Thursday, July 27, 2006

The Ohio State University -- May 2005

The weekend of May 19-22, 2005, I visited The Ohio State University to attend the U.S. Conference on Teaching Statistics (USCOTS). While there, I also gave a talk to the Group for Attitudes and Persuasion on the Election '04 Study I organized, visited the Ohio Statehouse (state capitol), attended a Buckeyes' baseball game, and went into the Jack Nicklaus Museum (adjacent to the baseball stadium on campus). You might say I like to get the most out of my trips!

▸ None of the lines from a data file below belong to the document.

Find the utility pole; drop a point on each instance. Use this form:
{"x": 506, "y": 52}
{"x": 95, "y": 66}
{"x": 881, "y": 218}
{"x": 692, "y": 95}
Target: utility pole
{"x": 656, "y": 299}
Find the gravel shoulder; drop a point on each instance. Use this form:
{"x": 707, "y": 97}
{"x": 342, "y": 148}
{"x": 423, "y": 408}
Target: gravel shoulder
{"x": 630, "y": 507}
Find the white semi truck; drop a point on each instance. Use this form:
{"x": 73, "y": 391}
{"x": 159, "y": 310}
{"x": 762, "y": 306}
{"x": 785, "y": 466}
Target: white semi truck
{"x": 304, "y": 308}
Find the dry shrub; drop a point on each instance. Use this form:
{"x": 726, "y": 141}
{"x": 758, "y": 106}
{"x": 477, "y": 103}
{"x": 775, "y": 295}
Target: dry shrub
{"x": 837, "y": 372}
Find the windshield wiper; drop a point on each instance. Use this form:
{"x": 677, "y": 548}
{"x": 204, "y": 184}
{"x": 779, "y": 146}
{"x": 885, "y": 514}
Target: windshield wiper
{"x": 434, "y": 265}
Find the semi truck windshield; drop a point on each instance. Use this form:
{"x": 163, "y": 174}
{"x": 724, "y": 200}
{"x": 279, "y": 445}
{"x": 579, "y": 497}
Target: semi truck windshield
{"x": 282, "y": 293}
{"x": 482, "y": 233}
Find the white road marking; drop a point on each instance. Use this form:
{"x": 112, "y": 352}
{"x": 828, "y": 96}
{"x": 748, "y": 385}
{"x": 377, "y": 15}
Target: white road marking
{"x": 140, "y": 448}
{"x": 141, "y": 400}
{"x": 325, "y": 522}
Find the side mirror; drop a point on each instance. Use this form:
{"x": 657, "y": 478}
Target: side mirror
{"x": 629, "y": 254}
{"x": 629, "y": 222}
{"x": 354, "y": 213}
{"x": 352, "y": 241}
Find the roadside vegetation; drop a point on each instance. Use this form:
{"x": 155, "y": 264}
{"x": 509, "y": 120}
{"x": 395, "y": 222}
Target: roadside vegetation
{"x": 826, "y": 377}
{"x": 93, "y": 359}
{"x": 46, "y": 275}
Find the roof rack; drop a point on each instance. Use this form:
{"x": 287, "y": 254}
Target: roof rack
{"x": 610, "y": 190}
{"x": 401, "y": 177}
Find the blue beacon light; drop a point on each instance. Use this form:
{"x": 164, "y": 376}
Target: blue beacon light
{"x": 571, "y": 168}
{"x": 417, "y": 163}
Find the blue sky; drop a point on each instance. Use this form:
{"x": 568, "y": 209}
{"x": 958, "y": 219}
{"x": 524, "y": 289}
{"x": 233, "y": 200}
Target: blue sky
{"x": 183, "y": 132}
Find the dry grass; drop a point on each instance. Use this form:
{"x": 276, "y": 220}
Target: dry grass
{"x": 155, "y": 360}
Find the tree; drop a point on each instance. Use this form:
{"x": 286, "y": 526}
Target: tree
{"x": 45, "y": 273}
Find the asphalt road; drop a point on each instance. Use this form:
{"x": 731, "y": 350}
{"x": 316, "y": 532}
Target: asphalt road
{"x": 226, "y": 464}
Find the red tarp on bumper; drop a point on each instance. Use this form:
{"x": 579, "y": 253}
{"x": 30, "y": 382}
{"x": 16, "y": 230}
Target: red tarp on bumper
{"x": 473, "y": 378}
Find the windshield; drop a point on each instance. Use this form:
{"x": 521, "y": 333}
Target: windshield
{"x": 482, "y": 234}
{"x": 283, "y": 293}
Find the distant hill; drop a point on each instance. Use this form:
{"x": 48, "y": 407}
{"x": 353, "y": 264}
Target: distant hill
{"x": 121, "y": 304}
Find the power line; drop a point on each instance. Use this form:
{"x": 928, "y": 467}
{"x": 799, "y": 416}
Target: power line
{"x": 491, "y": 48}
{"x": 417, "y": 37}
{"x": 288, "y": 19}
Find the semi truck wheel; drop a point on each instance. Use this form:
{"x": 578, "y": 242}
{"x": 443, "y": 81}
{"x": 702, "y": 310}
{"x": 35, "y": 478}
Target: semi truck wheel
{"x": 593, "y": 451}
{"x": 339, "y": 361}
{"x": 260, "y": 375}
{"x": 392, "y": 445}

I took a lot of pictures at Ohio State. In order to have this website load relatively quickly, however, I try to hold it down to three or four pictures per entry. What I did here, therefore, is edit sets of pictures into collages in PowerPoint, then save each collage as a singular photo. You can click directly on the photos below to make them bigger.

One lovely area of the campus includes Lazenby Hall, home of the social psychology program, and Mirror Lake. There's also a campus historical marker, which can be seen in the lake photos on the left-hand side.

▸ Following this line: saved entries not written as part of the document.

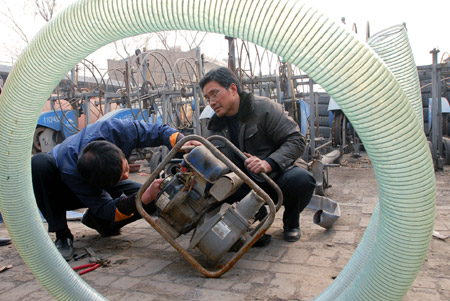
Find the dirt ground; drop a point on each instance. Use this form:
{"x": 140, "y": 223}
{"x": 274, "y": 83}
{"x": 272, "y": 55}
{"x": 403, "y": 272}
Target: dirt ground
{"x": 143, "y": 266}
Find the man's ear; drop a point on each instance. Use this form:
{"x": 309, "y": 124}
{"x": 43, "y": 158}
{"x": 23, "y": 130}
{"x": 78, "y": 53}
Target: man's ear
{"x": 233, "y": 87}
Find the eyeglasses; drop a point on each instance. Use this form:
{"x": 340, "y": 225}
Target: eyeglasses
{"x": 212, "y": 96}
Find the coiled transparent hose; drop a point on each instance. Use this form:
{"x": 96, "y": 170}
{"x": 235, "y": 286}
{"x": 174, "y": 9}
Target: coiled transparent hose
{"x": 391, "y": 253}
{"x": 392, "y": 45}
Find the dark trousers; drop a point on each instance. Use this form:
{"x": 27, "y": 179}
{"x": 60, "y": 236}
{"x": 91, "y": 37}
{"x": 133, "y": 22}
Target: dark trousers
{"x": 297, "y": 186}
{"x": 54, "y": 197}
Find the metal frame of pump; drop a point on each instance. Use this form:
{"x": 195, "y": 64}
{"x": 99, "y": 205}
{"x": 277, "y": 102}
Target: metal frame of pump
{"x": 254, "y": 234}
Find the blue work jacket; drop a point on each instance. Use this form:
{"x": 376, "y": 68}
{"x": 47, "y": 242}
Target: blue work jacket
{"x": 126, "y": 134}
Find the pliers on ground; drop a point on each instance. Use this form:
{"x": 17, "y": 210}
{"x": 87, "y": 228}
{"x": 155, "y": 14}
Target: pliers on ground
{"x": 87, "y": 267}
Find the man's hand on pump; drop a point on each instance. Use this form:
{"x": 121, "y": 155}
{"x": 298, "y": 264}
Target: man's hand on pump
{"x": 151, "y": 192}
{"x": 256, "y": 165}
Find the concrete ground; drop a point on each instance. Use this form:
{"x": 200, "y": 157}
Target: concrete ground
{"x": 145, "y": 267}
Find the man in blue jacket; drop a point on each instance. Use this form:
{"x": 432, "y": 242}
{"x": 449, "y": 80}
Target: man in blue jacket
{"x": 90, "y": 170}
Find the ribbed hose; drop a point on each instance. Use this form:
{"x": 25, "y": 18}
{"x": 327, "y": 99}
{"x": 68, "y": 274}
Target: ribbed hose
{"x": 392, "y": 45}
{"x": 395, "y": 243}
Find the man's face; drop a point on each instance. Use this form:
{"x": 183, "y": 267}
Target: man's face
{"x": 224, "y": 102}
{"x": 125, "y": 170}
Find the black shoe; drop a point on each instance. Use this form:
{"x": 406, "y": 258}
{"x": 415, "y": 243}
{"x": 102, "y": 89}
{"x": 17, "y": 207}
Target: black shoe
{"x": 65, "y": 247}
{"x": 5, "y": 241}
{"x": 262, "y": 241}
{"x": 101, "y": 226}
{"x": 291, "y": 235}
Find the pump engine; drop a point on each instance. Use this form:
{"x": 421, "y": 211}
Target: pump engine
{"x": 193, "y": 200}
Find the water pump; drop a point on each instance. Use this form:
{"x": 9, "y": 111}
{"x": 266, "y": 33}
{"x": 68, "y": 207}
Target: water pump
{"x": 193, "y": 201}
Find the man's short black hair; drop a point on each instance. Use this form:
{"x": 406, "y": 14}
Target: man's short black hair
{"x": 100, "y": 164}
{"x": 224, "y": 76}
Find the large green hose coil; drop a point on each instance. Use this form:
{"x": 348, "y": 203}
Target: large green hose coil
{"x": 393, "y": 248}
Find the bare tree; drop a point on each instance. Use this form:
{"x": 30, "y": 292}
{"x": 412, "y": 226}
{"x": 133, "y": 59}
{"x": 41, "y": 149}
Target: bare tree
{"x": 193, "y": 38}
{"x": 13, "y": 24}
{"x": 45, "y": 8}
{"x": 42, "y": 8}
{"x": 124, "y": 46}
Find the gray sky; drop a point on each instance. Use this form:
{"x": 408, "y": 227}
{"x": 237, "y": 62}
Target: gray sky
{"x": 427, "y": 25}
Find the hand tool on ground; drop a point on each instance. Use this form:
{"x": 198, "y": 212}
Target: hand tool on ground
{"x": 94, "y": 262}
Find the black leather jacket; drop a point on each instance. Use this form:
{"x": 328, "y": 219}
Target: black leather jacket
{"x": 265, "y": 130}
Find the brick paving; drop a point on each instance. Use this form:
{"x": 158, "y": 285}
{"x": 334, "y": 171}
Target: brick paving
{"x": 145, "y": 267}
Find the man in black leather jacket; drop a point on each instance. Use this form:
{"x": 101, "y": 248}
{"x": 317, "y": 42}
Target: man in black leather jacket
{"x": 270, "y": 139}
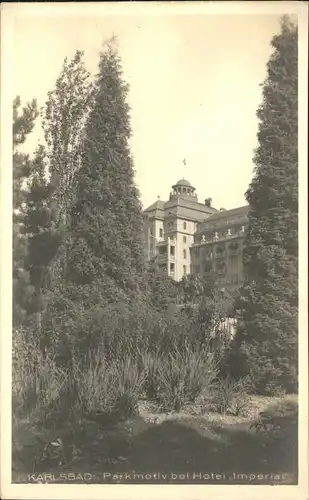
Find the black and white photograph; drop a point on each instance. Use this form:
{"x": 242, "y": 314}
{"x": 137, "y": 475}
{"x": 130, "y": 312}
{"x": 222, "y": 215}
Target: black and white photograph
{"x": 155, "y": 286}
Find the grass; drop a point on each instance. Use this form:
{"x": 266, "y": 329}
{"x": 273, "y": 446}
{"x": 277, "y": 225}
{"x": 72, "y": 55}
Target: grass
{"x": 183, "y": 442}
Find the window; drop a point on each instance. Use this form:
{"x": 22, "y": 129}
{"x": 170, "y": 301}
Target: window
{"x": 234, "y": 279}
{"x": 233, "y": 262}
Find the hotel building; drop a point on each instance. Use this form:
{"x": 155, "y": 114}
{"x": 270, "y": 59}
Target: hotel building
{"x": 186, "y": 236}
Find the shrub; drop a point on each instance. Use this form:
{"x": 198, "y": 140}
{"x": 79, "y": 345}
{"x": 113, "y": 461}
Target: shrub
{"x": 278, "y": 428}
{"x": 182, "y": 376}
{"x": 109, "y": 389}
{"x": 230, "y": 395}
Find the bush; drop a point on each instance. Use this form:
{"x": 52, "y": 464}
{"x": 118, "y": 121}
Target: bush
{"x": 230, "y": 396}
{"x": 182, "y": 376}
{"x": 278, "y": 428}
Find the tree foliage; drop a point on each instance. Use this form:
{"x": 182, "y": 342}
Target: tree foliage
{"x": 23, "y": 124}
{"x": 267, "y": 337}
{"x": 64, "y": 118}
{"x": 43, "y": 234}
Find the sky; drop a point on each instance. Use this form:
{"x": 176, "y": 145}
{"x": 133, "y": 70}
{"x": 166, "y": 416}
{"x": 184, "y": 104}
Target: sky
{"x": 194, "y": 90}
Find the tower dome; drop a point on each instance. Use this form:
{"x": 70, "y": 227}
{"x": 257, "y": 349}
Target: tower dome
{"x": 183, "y": 182}
{"x": 184, "y": 188}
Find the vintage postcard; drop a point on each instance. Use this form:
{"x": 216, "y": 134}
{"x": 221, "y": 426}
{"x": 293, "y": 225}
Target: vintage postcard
{"x": 154, "y": 250}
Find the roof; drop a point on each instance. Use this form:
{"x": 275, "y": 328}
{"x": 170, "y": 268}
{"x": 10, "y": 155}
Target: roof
{"x": 157, "y": 205}
{"x": 183, "y": 182}
{"x": 229, "y": 213}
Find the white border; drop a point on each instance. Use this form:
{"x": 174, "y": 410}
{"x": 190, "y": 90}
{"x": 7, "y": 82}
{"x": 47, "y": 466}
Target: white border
{"x": 13, "y": 491}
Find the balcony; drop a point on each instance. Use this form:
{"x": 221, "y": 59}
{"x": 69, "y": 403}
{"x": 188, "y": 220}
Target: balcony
{"x": 162, "y": 257}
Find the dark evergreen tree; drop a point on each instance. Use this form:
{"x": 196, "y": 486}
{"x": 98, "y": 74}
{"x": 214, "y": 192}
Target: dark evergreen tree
{"x": 266, "y": 344}
{"x": 23, "y": 124}
{"x": 44, "y": 236}
{"x": 64, "y": 118}
{"x": 107, "y": 252}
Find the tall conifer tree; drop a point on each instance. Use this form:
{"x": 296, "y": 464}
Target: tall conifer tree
{"x": 268, "y": 336}
{"x": 107, "y": 242}
{"x": 23, "y": 124}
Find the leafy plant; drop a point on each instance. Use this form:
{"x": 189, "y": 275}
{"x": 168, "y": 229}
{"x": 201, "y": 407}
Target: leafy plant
{"x": 182, "y": 376}
{"x": 230, "y": 396}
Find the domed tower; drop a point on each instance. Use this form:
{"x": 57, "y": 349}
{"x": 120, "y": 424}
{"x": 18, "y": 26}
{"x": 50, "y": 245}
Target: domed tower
{"x": 183, "y": 188}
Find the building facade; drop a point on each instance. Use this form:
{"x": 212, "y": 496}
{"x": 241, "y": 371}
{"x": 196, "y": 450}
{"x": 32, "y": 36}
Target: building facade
{"x": 170, "y": 227}
{"x": 219, "y": 244}
{"x": 188, "y": 237}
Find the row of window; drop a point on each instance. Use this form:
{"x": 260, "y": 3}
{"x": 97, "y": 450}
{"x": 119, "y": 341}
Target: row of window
{"x": 172, "y": 268}
{"x": 161, "y": 234}
{"x": 171, "y": 225}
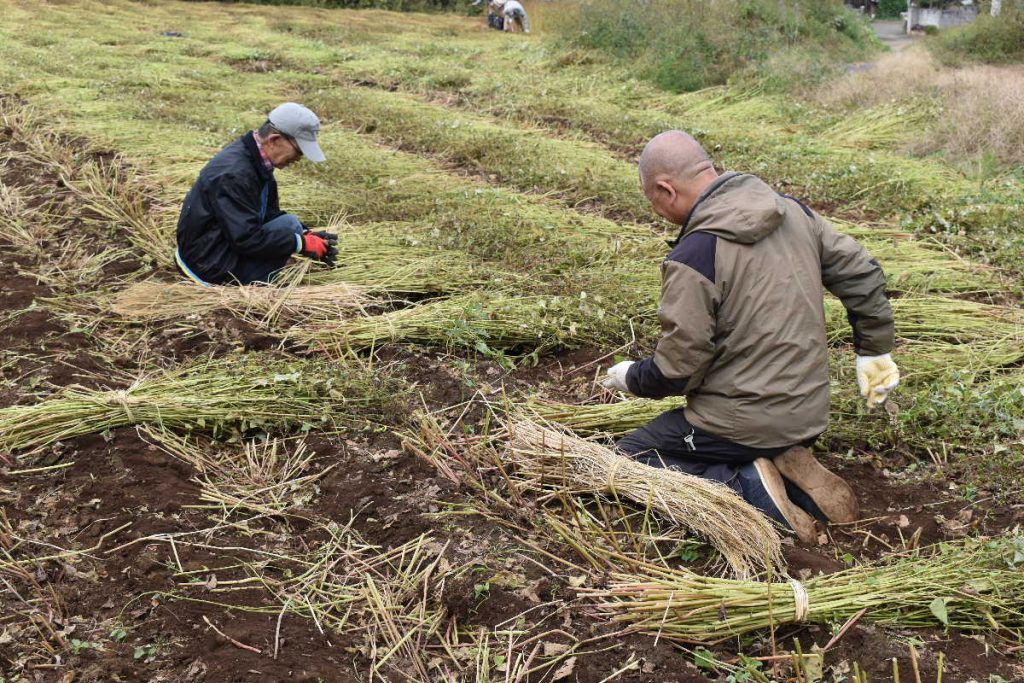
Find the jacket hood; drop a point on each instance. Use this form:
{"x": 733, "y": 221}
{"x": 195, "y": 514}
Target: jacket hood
{"x": 737, "y": 207}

The OSU campus was just teeming with what appeared to be new buildings, a sign of the university's vitality. The building on the left, below, is the new Physics Research Building, which I took note of because of my layperson interest in physics.



No trip to Ohio State would be complete without the famous "Horseshoe," also known as Ohio Stadium (and I say this as someone who's grown critical of the violence and injuries in football over the years). Also, back in the spring of 1984, when I visited OSU to look at it for graduate school (I ultimately chose Michigan instead), the OSU social psychology program was located under the stands in an office component of the football stadium.

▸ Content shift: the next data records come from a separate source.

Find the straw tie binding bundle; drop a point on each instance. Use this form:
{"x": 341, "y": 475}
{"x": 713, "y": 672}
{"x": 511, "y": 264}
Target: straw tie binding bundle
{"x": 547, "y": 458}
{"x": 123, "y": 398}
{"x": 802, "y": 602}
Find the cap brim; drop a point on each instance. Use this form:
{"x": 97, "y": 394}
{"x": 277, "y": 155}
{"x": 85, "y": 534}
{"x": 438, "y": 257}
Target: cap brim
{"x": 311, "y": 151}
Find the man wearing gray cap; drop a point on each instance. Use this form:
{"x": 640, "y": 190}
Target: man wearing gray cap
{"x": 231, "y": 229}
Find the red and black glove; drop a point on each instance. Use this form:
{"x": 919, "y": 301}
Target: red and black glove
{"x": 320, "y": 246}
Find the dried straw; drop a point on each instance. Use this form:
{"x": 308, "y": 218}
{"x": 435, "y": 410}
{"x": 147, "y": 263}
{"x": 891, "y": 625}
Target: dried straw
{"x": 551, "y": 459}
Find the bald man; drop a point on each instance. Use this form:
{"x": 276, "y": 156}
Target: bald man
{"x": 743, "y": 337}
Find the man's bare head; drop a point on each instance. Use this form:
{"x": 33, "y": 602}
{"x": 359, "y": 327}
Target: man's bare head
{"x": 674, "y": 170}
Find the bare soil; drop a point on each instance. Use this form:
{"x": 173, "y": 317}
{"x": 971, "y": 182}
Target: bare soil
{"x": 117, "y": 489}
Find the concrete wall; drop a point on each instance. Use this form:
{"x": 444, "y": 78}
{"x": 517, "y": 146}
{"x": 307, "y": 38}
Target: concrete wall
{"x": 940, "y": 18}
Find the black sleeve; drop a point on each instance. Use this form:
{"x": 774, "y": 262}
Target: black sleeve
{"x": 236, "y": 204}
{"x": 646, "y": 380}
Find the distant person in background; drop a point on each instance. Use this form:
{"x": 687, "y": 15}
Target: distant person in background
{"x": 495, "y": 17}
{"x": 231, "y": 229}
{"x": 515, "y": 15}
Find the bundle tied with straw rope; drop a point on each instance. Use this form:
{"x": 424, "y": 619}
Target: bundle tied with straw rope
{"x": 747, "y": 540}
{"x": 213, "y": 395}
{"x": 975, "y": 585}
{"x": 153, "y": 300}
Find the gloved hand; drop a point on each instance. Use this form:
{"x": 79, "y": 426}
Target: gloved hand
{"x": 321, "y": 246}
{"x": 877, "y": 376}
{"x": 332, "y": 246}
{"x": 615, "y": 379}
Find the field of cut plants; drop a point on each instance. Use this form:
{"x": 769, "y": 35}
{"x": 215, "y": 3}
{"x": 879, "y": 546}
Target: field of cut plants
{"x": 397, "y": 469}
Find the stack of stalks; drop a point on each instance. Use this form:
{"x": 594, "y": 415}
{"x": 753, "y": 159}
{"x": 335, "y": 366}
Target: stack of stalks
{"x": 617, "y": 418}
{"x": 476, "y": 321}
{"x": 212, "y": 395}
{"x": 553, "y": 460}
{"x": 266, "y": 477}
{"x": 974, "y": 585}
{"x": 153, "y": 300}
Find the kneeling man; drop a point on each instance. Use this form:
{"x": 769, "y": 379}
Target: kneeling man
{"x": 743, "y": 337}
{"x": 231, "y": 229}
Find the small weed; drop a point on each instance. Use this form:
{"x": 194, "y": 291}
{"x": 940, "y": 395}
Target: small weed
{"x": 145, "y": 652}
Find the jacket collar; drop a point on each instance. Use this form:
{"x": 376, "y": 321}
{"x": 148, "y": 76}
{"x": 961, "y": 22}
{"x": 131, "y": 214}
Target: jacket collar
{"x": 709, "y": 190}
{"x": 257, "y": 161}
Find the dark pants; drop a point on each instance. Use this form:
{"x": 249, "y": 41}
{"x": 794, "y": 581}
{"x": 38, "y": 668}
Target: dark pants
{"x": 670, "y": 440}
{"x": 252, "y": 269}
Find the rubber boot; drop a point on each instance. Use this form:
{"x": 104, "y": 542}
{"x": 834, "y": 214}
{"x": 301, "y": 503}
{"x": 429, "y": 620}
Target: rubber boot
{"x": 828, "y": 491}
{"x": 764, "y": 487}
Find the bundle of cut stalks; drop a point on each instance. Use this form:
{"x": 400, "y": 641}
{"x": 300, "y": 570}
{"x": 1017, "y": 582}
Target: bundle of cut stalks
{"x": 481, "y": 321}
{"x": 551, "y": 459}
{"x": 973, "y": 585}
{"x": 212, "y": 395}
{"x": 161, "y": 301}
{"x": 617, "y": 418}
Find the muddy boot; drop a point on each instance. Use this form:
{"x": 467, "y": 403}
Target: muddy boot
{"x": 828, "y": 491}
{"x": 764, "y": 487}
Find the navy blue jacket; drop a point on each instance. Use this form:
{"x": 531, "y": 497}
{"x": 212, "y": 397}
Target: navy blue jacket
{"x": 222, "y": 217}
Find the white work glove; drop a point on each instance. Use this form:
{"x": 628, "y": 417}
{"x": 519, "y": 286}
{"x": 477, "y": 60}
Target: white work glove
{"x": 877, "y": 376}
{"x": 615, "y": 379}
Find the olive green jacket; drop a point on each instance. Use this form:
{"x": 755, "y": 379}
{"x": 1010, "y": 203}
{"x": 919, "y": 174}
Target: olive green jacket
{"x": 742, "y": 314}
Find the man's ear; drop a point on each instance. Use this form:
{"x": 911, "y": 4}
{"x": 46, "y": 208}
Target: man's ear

I had posted a set of OSU photos in a different location previously, which was discovered by someone named David Burns. He e-mailed me some web links with historical information on Ohio Stadium and its design (well worth a look).

I also like to show a little bit of the area surrounding a given campus, which ideally will mean plenty of pizza places and bookstores! As some of my Texas Tech colleagues who previously spent time at Ohio State had told me before my trip, the campus is ringed by a number of local establishments and very few national franchises. Among those I visited are captured in another collage I made...



Flying Pizza and Long's Bookstore (as of the time I photographed it) are both on High Street, on the eastern border of the campus. The Varsity Club is on Lane Avenue, on the northern border, by the athletic facilities. As of my visit, Long's was slated to be moving south a few blocks, part of being blended into a huge new Barnes and Noble's.